Part of a human skull dating back more than 2,000 years have been discovered during a dig at Drumanagh fort near Rush.
The discovery was made during a community archaeology dig along two trenches by the Martello Tower at the Iron Age site.
The promontory fort was acquired by Fingal County Council in 2016 and is of significant interest following the recovery of Romano-British artefacts.
It has been characterised as the place where the Romans may have landed. Fingal Community Archaeologist and excavation director, Christine Baker, said: “Growing up down the road and having been a scholar under the late Iron Age scholar, Prof Barry Raftery, I always dreamed of digging Drumanagh.
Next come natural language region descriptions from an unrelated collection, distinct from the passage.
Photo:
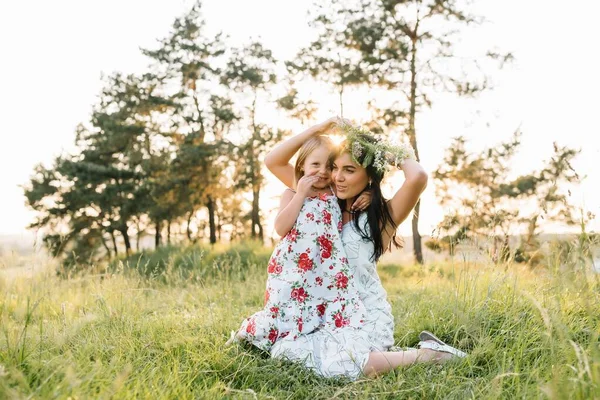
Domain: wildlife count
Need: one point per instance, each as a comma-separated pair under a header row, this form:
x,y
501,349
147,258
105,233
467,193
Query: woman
x,y
359,166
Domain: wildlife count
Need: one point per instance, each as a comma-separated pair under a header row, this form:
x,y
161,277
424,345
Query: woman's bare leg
x,y
381,362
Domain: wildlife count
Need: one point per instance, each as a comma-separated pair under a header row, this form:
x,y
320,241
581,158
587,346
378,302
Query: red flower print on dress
x,y
321,309
251,328
272,265
273,333
327,217
299,294
341,280
340,321
292,235
326,246
305,263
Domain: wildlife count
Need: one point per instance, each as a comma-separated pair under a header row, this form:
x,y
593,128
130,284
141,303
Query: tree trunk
x,y
114,240
257,229
157,235
412,134
123,231
108,252
211,220
188,231
169,232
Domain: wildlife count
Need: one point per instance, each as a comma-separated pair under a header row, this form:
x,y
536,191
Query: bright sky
x,y
53,54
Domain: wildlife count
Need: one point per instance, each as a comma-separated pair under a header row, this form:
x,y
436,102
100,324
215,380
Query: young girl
x,y
310,284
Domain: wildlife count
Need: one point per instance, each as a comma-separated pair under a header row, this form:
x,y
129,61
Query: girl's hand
x,y
363,201
331,124
305,184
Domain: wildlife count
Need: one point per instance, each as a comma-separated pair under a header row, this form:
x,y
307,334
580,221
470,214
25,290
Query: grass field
x,y
155,327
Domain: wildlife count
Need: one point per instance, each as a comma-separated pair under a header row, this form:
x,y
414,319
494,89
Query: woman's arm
x,y
291,204
407,196
278,159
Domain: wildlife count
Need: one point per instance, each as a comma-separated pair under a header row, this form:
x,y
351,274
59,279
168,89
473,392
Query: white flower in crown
x,y
379,163
357,150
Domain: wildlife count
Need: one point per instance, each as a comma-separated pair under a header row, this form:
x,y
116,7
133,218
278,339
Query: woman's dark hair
x,y
378,214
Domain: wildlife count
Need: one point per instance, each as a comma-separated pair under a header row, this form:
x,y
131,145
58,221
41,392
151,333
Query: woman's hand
x,y
363,201
331,124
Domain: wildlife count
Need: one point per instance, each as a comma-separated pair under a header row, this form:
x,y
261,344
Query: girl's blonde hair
x,y
308,147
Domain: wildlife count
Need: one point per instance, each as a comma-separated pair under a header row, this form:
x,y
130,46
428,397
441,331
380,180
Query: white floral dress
x,y
344,352
310,285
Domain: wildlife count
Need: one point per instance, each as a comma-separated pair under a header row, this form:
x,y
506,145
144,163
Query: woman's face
x,y
350,179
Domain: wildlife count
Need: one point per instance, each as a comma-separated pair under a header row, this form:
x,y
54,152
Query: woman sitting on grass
x,y
365,349
310,285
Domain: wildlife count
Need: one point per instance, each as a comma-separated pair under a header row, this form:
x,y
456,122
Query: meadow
x,y
154,325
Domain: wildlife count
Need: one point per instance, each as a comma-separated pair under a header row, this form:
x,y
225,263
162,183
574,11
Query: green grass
x,y
131,333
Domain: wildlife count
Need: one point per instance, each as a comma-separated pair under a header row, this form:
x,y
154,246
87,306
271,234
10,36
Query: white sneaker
x,y
430,341
232,339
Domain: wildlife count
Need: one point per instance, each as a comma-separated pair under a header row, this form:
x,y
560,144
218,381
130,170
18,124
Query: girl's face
x,y
350,179
317,163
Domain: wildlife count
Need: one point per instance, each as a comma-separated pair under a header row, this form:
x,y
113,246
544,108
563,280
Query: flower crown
x,y
377,153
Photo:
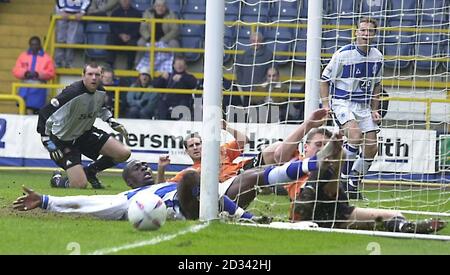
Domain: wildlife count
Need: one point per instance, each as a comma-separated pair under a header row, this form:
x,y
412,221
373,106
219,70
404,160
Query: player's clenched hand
x,y
55,153
164,160
118,127
318,117
28,201
376,117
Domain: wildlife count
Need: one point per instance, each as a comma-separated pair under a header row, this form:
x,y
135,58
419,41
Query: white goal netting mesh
x,y
411,171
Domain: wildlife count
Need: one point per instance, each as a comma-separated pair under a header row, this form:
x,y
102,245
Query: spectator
x,y
178,79
142,104
125,33
163,60
34,66
277,108
102,7
251,67
67,30
167,33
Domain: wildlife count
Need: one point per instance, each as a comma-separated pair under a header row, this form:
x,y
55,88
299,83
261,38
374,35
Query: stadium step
x,y
26,8
7,30
43,2
15,19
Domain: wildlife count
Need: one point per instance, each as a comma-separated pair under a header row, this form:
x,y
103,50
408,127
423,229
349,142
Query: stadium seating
x,y
97,33
398,45
434,13
175,6
341,9
300,46
194,10
280,41
192,36
231,11
446,52
404,10
286,10
142,5
428,45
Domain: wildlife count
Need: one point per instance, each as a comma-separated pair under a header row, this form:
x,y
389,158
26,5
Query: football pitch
x,y
39,232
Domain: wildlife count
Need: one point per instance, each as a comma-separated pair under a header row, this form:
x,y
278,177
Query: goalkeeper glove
x,y
116,126
55,153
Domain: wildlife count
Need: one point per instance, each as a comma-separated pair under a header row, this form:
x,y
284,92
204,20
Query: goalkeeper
x,y
67,131
180,198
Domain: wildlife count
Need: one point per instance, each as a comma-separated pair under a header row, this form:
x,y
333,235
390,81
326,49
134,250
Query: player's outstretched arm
x,y
30,200
241,138
285,150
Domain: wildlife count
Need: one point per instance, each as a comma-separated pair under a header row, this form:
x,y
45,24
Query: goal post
x,y
212,111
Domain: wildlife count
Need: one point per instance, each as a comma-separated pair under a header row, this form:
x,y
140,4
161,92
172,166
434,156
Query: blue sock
x,y
231,207
290,171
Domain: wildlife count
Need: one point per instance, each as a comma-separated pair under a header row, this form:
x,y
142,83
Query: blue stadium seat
x,y
333,40
377,9
192,36
434,13
284,10
141,5
342,9
231,10
97,33
300,46
398,45
404,10
428,45
261,9
280,40
243,37
446,53
194,9
175,6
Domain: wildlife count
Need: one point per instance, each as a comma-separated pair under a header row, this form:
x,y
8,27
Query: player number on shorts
x,y
365,85
2,132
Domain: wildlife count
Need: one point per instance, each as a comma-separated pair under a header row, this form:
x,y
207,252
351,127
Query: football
x,y
147,211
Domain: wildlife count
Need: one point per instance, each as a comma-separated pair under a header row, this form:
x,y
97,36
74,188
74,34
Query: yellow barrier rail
x,y
119,89
50,44
15,98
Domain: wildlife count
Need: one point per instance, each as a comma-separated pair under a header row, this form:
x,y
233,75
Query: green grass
x,y
39,232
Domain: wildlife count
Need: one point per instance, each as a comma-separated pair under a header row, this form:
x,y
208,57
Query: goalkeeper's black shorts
x,y
88,144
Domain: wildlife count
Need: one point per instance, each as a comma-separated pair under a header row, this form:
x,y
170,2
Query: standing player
x,y
67,131
353,79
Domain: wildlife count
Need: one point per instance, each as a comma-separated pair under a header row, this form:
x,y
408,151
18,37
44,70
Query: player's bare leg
x,y
112,152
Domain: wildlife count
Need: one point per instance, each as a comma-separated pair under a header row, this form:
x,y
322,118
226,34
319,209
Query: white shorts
x,y
346,110
223,186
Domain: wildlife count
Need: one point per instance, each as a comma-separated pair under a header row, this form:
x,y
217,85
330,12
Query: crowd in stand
x,y
171,68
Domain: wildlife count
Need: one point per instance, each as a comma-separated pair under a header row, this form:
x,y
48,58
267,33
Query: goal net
x,y
264,68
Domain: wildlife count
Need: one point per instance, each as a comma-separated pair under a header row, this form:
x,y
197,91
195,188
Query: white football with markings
x,y
147,211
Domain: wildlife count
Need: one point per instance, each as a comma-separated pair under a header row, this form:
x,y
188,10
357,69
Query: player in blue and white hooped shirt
x,y
138,176
353,80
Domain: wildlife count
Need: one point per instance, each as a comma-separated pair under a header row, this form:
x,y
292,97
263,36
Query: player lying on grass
x,y
138,176
181,199
323,200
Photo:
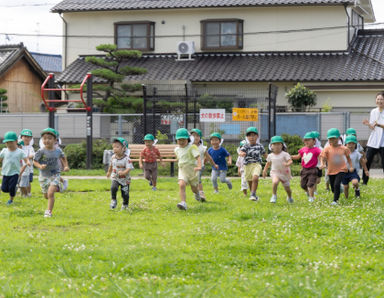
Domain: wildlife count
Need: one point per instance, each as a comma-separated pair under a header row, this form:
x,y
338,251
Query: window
x,y
222,34
135,35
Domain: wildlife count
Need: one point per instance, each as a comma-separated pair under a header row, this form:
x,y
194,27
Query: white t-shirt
x,y
376,137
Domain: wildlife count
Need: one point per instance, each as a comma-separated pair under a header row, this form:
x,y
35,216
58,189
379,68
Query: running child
x,y
11,158
280,161
119,168
335,155
189,163
204,156
252,152
240,170
27,177
219,155
309,159
357,160
148,160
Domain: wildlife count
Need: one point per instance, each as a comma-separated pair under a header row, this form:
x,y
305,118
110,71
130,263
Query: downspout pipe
x,y
65,40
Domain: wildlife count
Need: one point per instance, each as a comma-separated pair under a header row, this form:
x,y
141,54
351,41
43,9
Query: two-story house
x,y
237,43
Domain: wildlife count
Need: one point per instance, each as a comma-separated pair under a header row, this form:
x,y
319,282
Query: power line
x,y
183,35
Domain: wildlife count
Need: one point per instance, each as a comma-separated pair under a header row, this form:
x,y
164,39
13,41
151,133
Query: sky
x,y
28,20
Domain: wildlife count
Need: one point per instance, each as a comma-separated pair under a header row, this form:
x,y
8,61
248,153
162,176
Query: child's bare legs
x,y
275,183
346,190
182,187
50,196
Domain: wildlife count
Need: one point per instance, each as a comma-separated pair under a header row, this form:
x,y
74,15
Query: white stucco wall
x,y
262,28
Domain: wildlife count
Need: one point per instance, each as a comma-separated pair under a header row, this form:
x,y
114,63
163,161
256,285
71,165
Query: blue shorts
x,y
348,177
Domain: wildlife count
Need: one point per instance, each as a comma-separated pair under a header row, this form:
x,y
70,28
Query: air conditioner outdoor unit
x,y
185,49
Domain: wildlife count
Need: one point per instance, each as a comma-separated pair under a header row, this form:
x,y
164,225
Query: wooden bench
x,y
167,152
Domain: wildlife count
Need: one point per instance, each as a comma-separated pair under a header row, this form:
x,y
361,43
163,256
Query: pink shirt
x,y
309,157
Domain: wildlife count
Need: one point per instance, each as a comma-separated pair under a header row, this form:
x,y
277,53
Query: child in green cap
x,y
189,163
27,177
148,160
11,158
48,160
252,152
219,155
280,161
119,168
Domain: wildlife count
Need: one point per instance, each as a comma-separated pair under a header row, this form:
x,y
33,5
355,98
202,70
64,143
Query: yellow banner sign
x,y
245,114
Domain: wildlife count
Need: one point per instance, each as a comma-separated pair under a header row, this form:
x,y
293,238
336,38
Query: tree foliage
x,y
301,98
116,96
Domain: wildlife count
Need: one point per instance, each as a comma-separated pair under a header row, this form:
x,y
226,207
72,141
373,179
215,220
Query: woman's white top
x,y
376,139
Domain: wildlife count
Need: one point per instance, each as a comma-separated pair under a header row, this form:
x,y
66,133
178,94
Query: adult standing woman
x,y
376,139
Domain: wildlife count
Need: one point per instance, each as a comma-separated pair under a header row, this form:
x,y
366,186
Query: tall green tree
x,y
115,96
3,99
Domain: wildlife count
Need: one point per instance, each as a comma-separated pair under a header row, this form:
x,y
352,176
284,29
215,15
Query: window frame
x,y
239,34
150,39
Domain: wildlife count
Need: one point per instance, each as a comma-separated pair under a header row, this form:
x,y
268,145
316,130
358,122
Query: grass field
x,y
227,247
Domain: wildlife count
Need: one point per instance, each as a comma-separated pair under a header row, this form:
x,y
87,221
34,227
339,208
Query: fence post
x,y
186,106
51,95
145,108
89,121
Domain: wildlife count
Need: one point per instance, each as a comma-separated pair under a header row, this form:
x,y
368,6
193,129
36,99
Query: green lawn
x,y
228,247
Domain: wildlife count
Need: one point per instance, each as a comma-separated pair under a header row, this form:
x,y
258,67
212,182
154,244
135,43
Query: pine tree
x,y
114,96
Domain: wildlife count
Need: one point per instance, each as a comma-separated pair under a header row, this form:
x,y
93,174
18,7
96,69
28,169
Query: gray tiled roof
x,y
92,5
363,62
49,62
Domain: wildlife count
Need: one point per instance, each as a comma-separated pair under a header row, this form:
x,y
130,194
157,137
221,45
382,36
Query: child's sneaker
x,y
254,198
273,199
65,184
113,204
182,205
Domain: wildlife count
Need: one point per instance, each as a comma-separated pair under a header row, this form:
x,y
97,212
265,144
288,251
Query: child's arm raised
x,y
266,167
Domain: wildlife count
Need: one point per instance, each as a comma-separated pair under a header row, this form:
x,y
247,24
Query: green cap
x,y
251,129
309,135
182,133
26,132
122,141
333,133
198,131
316,134
351,131
10,136
149,137
350,139
277,139
50,131
215,135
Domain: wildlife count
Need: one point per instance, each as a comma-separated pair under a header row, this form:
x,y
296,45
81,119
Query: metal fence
x,y
72,126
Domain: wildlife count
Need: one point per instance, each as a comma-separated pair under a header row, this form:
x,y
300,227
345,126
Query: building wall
x,y
23,88
262,28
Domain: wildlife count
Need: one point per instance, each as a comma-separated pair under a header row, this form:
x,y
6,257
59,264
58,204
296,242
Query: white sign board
x,y
212,115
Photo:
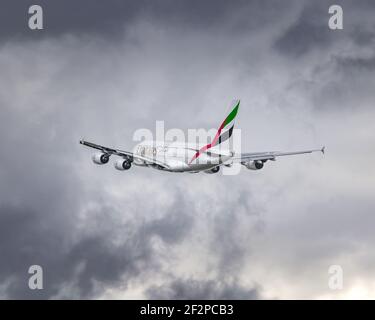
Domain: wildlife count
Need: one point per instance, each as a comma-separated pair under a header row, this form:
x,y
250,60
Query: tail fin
x,y
224,132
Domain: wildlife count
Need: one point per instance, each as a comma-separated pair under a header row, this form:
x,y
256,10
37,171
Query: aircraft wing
x,y
122,153
263,156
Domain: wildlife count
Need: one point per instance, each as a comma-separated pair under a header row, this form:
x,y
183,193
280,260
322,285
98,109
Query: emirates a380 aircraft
x,y
185,157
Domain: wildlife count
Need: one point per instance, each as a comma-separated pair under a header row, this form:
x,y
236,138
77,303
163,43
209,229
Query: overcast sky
x,y
103,69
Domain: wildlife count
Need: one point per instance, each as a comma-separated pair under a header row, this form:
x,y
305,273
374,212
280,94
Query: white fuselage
x,y
178,156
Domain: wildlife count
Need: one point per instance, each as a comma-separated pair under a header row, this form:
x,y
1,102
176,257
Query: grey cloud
x,y
111,70
201,289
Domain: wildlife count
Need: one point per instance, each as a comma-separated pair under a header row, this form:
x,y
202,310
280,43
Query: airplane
x,y
187,157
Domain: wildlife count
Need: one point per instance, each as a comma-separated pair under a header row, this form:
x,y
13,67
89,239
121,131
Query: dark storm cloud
x,y
93,229
28,238
202,289
308,32
110,18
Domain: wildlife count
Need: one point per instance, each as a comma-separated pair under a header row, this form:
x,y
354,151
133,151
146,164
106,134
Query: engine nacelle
x,y
100,158
213,170
254,165
123,164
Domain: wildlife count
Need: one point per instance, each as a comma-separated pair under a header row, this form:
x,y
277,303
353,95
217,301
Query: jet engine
x,y
123,164
100,158
254,165
213,170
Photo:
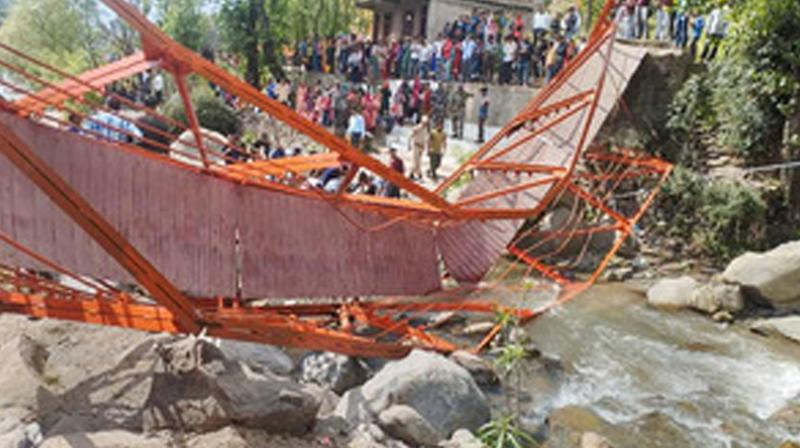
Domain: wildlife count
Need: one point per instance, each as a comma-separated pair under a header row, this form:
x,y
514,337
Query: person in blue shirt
x,y
356,128
698,24
110,126
483,113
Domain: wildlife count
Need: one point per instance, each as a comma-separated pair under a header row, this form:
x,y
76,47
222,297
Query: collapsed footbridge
x,y
243,251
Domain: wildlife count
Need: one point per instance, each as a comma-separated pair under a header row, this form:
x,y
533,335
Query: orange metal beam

“Artefacts such as a belt brace of the Royal Downshire militia and Royal Artillery brass buttons were found alongside fragments of wine glasses, clay pipes and a range of pottery and food particles, adding to the story of the Martello.”
Evidence of earlier activity was also recovered during the dig including shards of pottery which have their origins in the Roman era.
More significant was the find of two fragments of human bone which have been identified as part of a female skull dating back to BC170-AD52.
Christine revealed: “The recovery of two beautifully decorated Iron Age combs has been amazing. However more was to come.
Very unexpectedly we uncovered two fragments of human bone.
“One was identified by our osteologist Dr Linda Lynch as part of a female skull. Radiocarbon dating from Queen’s University has confirmed a date of BC 170- AD 52. It is moving to think of a woman combing her hair here at Drumanagh, 2000 years ago.”
A conservation plan for the Drumanagh fort has now been unveiled by Fingal County Council and is currently on display at Rush Library.
Following a process of public consultation, the Drumanagh Conservation Study & Heritage Plan 2018-2023 contains accessible historical, archaeological, folkloric, and cartographic evidence.
It also sets out policies and objectives for the future protection and management of the site.